Second-year Sociology major, Nick Andino, attended the event and committed to challenging biases.
“I committed to challenging any biases I hold regarding all communities, specifically the Balck community. I am in a sociology class that teaches about how stereotypes form at a young age, so navigating anything I learned growing up and unlearning those biases is important,” Andino said. “Especially understanding I am POC, as well, land face many of the same issues so why would I perpetuate the stigmas myself?”
Retraining thought processes and consciously being aware of seemingly invisible biases is a great place to start when combating the decades of mistreatment faced by the Black community.

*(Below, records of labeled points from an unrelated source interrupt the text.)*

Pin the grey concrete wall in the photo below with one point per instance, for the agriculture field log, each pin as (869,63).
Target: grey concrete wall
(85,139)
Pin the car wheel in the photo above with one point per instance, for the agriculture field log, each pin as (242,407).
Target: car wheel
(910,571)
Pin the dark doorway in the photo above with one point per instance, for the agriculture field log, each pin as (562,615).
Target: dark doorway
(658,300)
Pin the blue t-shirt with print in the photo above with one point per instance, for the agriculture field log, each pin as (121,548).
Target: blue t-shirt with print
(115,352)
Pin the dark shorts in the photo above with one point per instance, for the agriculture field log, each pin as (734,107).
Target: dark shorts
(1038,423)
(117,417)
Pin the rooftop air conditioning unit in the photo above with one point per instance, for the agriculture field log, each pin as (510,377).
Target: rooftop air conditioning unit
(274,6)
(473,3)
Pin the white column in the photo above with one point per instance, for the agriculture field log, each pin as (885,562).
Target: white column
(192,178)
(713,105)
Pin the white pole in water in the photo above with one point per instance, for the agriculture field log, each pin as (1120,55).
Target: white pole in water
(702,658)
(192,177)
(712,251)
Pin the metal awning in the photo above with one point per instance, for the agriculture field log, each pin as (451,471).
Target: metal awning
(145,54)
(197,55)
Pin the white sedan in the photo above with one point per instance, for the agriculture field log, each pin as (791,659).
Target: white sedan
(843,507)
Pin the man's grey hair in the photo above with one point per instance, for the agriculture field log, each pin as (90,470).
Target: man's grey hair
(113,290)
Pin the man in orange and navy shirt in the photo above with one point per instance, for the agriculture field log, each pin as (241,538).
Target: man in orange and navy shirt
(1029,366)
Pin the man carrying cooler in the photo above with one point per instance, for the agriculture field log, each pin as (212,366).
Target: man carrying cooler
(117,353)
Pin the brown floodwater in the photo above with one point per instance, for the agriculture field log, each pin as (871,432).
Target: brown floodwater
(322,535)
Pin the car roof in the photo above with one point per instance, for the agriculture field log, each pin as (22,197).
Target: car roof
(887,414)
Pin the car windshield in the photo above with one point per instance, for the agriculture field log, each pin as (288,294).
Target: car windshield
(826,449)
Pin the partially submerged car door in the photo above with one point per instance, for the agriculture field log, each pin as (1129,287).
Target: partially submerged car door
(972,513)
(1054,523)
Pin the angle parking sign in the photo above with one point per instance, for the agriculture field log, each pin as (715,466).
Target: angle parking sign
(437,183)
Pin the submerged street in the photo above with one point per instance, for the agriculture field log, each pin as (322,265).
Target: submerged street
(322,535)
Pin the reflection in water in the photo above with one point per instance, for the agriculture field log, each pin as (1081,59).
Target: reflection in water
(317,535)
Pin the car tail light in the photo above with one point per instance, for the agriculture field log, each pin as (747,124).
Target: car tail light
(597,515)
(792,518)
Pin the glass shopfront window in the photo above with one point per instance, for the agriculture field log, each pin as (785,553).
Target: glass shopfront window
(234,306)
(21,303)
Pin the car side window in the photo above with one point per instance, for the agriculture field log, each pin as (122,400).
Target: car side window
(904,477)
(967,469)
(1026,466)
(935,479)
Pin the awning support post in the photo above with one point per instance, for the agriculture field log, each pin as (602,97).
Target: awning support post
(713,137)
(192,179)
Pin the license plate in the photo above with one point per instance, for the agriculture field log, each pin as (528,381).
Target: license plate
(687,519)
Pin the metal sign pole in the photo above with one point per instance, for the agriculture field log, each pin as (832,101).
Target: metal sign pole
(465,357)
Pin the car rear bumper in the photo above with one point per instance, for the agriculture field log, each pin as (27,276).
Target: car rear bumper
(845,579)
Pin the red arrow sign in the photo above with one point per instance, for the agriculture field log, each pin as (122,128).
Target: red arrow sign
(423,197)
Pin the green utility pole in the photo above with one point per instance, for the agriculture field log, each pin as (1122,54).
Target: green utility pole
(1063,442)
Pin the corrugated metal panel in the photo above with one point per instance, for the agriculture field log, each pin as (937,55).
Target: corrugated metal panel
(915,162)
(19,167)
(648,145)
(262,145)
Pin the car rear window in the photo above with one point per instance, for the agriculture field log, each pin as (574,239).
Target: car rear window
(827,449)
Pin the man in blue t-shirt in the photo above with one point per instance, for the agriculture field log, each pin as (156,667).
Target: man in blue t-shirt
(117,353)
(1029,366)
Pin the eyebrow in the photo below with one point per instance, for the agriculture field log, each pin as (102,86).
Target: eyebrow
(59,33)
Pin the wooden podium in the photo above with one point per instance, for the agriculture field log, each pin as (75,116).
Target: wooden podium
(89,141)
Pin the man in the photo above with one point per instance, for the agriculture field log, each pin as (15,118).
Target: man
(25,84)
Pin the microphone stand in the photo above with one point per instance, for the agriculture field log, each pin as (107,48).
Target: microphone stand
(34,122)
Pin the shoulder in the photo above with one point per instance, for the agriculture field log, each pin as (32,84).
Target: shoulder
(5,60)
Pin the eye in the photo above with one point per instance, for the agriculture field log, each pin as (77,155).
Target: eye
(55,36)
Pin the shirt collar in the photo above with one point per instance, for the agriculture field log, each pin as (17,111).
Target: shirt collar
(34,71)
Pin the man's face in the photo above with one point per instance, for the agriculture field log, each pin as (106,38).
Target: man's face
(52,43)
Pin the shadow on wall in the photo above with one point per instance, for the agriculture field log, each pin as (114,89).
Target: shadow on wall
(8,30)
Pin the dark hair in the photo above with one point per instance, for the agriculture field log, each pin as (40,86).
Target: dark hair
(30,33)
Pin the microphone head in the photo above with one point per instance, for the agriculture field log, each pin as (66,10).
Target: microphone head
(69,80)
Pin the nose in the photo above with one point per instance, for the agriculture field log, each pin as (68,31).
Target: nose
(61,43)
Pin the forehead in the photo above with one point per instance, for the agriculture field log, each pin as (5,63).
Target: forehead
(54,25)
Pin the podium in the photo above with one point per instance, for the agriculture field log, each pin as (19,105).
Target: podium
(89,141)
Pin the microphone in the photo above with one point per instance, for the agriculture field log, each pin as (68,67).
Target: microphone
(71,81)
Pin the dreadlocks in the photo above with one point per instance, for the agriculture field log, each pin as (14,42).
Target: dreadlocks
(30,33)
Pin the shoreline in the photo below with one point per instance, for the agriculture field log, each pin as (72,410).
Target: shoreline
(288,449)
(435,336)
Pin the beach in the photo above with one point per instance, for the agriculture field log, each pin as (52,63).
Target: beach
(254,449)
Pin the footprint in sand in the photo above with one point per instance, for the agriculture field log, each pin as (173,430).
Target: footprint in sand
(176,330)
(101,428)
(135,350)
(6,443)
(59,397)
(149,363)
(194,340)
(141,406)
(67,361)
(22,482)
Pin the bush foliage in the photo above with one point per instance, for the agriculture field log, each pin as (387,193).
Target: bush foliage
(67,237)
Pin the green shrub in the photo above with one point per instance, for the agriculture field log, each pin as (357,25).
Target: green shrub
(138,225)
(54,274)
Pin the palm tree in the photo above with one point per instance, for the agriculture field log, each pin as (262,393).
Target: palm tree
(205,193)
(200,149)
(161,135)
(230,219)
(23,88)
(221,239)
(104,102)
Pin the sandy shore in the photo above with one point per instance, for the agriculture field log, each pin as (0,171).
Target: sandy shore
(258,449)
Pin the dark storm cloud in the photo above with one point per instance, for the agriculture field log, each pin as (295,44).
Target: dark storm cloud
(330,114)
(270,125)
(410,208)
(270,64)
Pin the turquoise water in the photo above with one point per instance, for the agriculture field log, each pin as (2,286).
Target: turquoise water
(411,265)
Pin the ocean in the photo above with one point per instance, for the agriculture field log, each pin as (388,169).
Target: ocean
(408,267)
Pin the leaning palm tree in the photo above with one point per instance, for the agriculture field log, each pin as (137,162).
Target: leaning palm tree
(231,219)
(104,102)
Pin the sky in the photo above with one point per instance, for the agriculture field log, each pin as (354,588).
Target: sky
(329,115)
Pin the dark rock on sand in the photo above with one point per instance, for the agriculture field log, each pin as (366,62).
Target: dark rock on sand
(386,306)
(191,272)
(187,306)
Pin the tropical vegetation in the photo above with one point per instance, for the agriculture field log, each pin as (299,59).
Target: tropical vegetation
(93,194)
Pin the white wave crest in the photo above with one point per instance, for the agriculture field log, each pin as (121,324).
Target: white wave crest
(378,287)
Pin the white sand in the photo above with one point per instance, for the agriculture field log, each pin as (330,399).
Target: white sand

Continuing educationon the ingrained tenants of white supremacy as well as showing up, listening and believing Black experiences are seemingly small steps that, if done collectively, will eventually make a difference.
“I hope the people who attended the event have a better understanding of Black Lives Matter beyond the sensationalized news media or the ‘single story’ that they may have about what this movement really stands for,” Day said. “I also want people to realize that having conversations is just one part of the larger work that is needed to fight white supremacy in our world and that we all have to find ways to take action and commit to living out the Principles of Black Lives Matter.”
OMA is hosting more events throughout Black History Month. On Feb. 20, they are collaborating with Campus Ministry to discuss Faith and Politics. They also have a Moral Monday event, “Amplifying Our Experience: A Community Conversation on the Black Student Experience,” on Feb. 24 at 6:30.
According to Day, it is a real conversation about the current state of the Black community at Seattle University. They hope African/Black/African American students, staff and faculty on campus will come to share their thoughts, express their hopes and help brainstorm ideas for new programming and initiatives.